Me Lo Contó La Luna
Por: Claudia Luna [email protected]

 

Hace unos días platicaba y reía con una buena amiga. En algún momento, la conversación derivó hacia los pies y su tamaño, entre bromas, disertamos sobre los diferentes tipos de pies y comparamos los nuestros. Entonces me vino a la memoria un evento que sucedió cuando iba en Tercero de Kínder. Tendría cinco o seis años.

Las maestras de la escuela a la que asistía organizaban un festival para la clausura del ciclo, ni más ni menos que, en el teatro Principal. Mis compañeras de salón y yo bailaríamos vestidas de patinadoras. Era el evento del año y se esperaba que estuviésemos magníficas.

Para el acontecimiento, la maestra pidió que acudiéramos con una modista específica. Esta hábil señora nos hizo unos trajes amarillo pollo, con faldita corta y manga larga, rematados con peluche blanco que nos parecían un ensueño. Ahora que los describo no suenan tan glamurosos pero, en mi memoria de niña, eran muy sofisticados. En ellos, mis compañeras y yo nos sentíamos las mismísimas Rockettes de Nueva York.

Todo iba de maravilla hasta que la maestra pidió que compráramos unas botas blancas en una zapatería determinada del centro de la ciudad. Era indispensable que todas luciéramos idénticas, así que ella escogió el modelito. Hacia allá me fui con mi mamá. Para mi decepción, la maestra había escogido un estilo de botas en el que no había mi número. Yo era la más alta del salón y, por consiguiente, la que calzaba más grande. Recuerdo que por más que traté, no pude meter el pie en la bota que me trajeron, aunque estaba dispuesta a llevar un par que me apretara.

Mi mamá, con su sentido práctico acostumbrado, después de hacer algún comentario sobre la falta de visión de la maestra, le pidió a la dependienta que trajera otro estilo parecido que corriera en una talla más grande. La dependienta trajo otro modelo, el único que tenían un poco más amplio.
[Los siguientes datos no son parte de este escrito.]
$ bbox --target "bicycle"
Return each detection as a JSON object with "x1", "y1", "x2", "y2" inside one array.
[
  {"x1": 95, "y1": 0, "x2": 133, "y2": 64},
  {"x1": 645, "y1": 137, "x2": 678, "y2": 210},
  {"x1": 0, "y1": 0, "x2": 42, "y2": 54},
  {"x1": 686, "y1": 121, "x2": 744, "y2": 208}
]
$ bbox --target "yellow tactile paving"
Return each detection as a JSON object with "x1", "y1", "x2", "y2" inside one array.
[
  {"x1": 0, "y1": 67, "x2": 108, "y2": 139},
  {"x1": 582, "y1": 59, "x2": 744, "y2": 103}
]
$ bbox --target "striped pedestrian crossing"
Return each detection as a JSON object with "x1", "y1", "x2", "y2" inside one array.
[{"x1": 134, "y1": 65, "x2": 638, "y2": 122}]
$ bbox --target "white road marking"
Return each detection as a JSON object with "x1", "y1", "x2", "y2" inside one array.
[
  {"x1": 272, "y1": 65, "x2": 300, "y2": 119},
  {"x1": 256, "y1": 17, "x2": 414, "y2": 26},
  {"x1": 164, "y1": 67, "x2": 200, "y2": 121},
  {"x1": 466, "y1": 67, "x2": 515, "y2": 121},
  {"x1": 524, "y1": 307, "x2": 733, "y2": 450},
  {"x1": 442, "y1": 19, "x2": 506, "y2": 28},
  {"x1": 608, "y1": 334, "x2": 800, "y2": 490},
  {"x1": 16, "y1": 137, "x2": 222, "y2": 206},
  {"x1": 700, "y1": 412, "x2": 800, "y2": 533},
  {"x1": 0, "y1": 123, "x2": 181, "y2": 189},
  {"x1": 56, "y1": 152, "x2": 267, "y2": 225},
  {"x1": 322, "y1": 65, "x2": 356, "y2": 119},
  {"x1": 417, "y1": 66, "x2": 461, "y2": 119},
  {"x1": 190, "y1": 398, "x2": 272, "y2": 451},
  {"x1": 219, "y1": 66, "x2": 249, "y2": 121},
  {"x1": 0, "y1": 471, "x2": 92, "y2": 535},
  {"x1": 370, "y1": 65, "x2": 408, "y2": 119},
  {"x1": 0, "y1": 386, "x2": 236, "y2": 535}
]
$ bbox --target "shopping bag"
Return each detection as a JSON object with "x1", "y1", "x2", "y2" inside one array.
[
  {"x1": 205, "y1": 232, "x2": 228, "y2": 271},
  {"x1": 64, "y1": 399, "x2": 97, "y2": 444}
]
Aquel también me apretaba, pero metí los pies a la fuerza. Caminé por la tienda con una sonrisa diciéndole a mi mamá lo bien que me quedaban, si bien sentía los zapatos como herraduras que amenazaban con hacerme estallar los dedos.

Al día siguiente, fui a la escuela con mi par de botas diferentes de las de mis compañeras. La expresión de la maestra se ensombreció al enterarse y corroborar con sus propios ojos que las mías no eran las que ella había pedido. Su cara lo decía todo: yo le estaba arruinando su sueño de lograr una coreografía digna de Broadway. En ese momento, sentí que no pertenecía, que no era parte del grupo y que, sin importar lo que hiciera, siempre sería diferente.

Ayer encontré una foto Polaroid tomada ese día. La niña, ahí retratada, me recordó a una venadita de piernas largas y mirada nerviosa. Sabía que a ella le apretaban los zapatos y sentí deseos de abrazarla. Al ver la foto, supe que la única que podría consolarla era yo misma. Sólo yo era capaz de calmarla y de decirle que todo estaría bien.

Ahora, después de tantos años, sé que la raíz del sufrimiento es creer que estamos separados, que no pertenecemos o no encajamos. Todos nos hemos sentido así en algún momento. No existe dolor más grande que sentirse abandonado. Sin embargo, nunca hemos estado solos, somos parte del todo, del universo y aun más, nos tenemos a nosotros mismos y, con certeza, no hay nada más sabroso en esta vida que estar con uno mismo.

Por otro lado, en el momento en que le damos toda nuestra atención a uno de nuestros dolores de niño y hacemos la paz con él, algo mágico e indescriptible sucede y la aflicción desaparece. Lo que es más si lo sazonamos con un poco de risa, la receta se vuelve infalible.